Historians such as American University’s Dr. Allan Jay Lichtman in the 2008 book entitled White Protestant Nation: The Rise of the American Conservative Movement and Stanford University’s Dr. David M. Kennedy in a book published a decade earlier entitled Freedom From Fear: The American People in Depression and War trace the roots of today’s Conservative movement, including “cut, cut cut, states’ rights, balanced budget and worries about a dependent welfare class, forward to this era.
As you’ll read in Last Call and may see in the documentary, prohibition entailed many unlikely alliances and hidden agendas, particularly in the home stretch of the 50-80 year movement’s culmination. While some such as racism, anti-immigration and intolerance of religious and lifestyle choices seem abhorrent to the American way or did at least were until the advent of the Tea Party. Others such as women’s suffrage and the progressive income tax are now indelibly part of the American way.
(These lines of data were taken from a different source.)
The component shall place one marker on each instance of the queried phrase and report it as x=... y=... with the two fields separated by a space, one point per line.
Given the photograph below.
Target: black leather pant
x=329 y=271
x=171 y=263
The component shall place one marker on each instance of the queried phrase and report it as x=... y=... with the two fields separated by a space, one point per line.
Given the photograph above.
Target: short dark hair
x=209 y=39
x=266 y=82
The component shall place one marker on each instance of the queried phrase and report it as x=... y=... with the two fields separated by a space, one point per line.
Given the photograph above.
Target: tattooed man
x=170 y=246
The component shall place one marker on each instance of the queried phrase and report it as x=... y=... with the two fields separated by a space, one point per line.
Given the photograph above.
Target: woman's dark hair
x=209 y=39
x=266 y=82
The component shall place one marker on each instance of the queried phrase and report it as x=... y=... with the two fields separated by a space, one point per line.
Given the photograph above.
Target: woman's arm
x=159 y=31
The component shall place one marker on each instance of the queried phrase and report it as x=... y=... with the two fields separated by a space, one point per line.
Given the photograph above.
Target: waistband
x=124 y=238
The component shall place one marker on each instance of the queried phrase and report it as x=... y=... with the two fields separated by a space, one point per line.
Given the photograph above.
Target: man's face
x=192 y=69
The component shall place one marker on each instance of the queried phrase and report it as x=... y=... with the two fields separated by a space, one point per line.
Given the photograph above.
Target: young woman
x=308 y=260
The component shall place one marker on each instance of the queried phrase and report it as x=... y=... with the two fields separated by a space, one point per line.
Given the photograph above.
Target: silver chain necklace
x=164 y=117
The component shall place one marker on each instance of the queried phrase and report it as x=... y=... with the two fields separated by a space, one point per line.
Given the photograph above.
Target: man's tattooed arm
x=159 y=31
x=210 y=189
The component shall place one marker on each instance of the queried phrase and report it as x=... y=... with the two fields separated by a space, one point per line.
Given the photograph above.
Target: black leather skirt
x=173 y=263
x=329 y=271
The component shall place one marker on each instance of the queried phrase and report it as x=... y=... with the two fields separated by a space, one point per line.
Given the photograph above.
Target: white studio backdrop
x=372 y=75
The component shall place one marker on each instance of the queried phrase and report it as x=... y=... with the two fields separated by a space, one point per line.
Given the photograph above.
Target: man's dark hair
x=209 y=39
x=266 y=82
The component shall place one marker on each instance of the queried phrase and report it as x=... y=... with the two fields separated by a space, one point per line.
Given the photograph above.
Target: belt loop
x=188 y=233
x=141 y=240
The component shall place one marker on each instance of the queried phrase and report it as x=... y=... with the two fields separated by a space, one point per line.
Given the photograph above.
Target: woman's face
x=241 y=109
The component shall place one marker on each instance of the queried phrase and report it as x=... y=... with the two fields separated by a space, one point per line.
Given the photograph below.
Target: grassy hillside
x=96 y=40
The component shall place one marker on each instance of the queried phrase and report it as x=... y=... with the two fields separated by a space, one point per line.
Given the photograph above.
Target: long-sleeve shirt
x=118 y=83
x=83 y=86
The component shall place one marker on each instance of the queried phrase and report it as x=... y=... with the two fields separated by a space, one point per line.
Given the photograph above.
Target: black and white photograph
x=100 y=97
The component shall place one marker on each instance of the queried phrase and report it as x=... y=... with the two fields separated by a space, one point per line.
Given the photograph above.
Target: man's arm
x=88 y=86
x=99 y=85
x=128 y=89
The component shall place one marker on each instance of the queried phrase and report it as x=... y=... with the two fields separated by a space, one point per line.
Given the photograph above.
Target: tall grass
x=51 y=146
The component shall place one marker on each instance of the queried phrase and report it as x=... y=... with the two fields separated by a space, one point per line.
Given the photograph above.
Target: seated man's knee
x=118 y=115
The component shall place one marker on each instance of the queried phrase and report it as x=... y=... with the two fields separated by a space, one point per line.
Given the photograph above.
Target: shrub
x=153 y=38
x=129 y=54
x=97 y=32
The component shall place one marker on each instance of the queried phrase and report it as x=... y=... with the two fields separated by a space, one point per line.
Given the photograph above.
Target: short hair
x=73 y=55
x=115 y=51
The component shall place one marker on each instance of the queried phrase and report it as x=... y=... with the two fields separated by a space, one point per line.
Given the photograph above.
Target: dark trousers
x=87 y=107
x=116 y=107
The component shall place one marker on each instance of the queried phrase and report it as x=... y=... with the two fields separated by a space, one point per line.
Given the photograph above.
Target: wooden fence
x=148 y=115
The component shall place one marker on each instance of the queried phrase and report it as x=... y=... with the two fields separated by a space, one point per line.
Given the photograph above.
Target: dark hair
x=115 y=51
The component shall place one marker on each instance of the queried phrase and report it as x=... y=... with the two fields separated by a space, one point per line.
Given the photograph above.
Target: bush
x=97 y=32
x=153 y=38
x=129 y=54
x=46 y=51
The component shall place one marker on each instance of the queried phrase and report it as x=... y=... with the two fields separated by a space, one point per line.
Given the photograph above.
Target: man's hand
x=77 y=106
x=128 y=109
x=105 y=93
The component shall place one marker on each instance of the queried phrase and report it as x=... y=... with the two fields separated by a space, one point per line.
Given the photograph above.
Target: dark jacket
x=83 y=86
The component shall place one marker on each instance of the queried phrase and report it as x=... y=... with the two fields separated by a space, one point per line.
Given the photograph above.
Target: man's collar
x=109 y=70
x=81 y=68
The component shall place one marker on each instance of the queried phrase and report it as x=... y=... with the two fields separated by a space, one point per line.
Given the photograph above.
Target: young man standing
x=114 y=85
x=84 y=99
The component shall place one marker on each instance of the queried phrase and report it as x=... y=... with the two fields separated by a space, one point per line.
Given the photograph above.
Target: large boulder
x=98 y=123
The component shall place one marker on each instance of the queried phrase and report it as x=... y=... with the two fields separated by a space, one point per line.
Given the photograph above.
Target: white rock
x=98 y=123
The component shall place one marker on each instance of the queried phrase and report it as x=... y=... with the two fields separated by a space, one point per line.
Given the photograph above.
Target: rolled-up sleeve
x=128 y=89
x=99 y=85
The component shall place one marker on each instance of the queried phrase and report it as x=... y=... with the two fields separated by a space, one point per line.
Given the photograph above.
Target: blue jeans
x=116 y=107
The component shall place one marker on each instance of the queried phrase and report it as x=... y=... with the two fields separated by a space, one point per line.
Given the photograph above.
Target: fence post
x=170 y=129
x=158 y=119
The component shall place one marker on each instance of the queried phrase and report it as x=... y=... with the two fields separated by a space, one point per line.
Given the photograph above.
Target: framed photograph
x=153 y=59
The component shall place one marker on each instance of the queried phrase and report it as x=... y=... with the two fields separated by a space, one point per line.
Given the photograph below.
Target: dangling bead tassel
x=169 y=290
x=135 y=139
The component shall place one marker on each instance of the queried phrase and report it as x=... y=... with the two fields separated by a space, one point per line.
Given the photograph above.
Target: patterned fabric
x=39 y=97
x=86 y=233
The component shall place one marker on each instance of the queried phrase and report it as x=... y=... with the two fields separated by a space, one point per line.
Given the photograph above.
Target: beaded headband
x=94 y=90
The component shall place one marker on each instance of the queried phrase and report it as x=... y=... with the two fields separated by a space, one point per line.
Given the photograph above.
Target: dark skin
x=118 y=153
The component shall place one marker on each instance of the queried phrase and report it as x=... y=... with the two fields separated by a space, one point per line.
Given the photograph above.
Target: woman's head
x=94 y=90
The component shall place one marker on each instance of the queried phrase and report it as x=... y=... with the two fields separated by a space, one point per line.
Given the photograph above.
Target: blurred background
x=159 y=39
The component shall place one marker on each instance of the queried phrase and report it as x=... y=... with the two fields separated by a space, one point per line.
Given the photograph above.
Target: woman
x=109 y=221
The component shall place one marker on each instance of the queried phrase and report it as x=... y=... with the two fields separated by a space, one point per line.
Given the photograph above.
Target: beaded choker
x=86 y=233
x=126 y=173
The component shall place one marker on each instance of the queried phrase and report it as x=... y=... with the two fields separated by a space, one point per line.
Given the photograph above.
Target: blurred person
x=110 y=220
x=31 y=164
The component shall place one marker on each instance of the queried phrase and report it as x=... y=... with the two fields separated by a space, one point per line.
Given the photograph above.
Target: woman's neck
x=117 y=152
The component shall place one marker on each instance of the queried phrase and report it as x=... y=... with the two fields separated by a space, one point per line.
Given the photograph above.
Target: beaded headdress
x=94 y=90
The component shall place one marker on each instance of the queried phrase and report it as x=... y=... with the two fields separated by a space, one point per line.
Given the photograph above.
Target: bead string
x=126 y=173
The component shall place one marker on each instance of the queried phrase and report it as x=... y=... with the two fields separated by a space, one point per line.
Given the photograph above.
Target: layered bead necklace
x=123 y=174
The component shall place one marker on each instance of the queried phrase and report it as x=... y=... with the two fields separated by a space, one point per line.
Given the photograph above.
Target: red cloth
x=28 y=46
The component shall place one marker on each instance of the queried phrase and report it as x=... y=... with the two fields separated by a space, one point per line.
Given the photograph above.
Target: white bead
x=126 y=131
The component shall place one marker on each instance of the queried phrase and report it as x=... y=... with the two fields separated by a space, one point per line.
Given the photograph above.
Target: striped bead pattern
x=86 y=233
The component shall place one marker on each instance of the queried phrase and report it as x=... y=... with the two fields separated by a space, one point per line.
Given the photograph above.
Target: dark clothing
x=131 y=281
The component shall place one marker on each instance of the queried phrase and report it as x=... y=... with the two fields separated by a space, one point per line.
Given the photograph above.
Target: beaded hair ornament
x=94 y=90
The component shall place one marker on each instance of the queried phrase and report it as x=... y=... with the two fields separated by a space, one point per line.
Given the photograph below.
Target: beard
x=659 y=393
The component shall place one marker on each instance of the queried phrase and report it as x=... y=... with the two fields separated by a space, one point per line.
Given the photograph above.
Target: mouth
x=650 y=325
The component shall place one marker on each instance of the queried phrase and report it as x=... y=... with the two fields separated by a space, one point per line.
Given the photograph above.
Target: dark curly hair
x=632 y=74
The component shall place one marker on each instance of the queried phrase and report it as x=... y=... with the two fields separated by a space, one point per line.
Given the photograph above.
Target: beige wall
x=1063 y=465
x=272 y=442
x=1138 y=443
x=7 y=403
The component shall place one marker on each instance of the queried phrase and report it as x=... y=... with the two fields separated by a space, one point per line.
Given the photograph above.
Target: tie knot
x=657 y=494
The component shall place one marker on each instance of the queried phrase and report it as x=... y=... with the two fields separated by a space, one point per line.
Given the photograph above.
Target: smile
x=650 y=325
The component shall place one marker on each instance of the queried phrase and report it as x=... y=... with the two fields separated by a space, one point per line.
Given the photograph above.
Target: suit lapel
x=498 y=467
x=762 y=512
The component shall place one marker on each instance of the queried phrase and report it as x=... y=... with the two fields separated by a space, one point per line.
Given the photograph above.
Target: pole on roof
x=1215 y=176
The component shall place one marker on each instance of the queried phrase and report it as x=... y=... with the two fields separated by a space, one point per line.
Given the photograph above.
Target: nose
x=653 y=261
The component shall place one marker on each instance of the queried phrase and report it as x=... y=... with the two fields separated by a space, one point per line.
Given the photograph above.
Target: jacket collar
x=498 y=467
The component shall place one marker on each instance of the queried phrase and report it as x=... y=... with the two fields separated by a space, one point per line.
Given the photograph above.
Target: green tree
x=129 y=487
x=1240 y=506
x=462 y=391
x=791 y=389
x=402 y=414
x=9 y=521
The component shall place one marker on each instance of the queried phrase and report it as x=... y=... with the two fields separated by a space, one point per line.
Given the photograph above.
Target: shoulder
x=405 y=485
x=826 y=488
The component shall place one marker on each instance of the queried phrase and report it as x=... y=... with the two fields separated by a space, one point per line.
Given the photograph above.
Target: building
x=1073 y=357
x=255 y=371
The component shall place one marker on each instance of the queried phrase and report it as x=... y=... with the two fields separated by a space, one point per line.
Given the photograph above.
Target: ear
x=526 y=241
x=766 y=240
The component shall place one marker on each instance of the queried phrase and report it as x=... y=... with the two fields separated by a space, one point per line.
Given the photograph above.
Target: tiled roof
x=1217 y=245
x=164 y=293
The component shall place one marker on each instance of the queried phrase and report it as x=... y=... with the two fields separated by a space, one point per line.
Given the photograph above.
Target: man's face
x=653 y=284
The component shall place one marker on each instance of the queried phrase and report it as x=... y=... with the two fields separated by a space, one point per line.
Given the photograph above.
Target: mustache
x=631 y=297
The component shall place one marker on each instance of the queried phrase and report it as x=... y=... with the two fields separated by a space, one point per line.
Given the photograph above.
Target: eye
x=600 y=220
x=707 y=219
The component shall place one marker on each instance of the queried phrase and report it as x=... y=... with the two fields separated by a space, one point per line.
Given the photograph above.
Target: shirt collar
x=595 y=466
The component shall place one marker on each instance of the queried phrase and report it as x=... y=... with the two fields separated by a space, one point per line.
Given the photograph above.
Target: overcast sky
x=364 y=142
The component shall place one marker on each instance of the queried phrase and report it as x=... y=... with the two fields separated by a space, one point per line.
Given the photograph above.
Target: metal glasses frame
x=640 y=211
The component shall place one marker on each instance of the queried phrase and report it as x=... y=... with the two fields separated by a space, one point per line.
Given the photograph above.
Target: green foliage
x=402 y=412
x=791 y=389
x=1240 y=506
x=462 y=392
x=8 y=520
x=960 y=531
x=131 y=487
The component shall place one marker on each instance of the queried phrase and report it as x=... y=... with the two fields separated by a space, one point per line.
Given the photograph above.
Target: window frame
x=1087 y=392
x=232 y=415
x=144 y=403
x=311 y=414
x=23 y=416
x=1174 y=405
But for me the most eerie of the resemblance with today was the how a very small, single-minded and well organized, fearful minority can overwhelm a democracy. The prohibition lobby systematically bullied and cowed politicians into ignoring human nature, behavioral science, marketplace innovation and the law of supply and demand and a much larger but less motivated and under-mobilized constituencies much as the polarizing anti-tax pledge does today.
The story of prohibition and its repeal is another lesson about unintended consequences and the importance of striking balanced solutions, something extremely relevant to our America of today.
A good start, regardless of where you fall along the ideological spectrum is to read the book, especially if you are a moderate or an Independent for whom it is a must-read.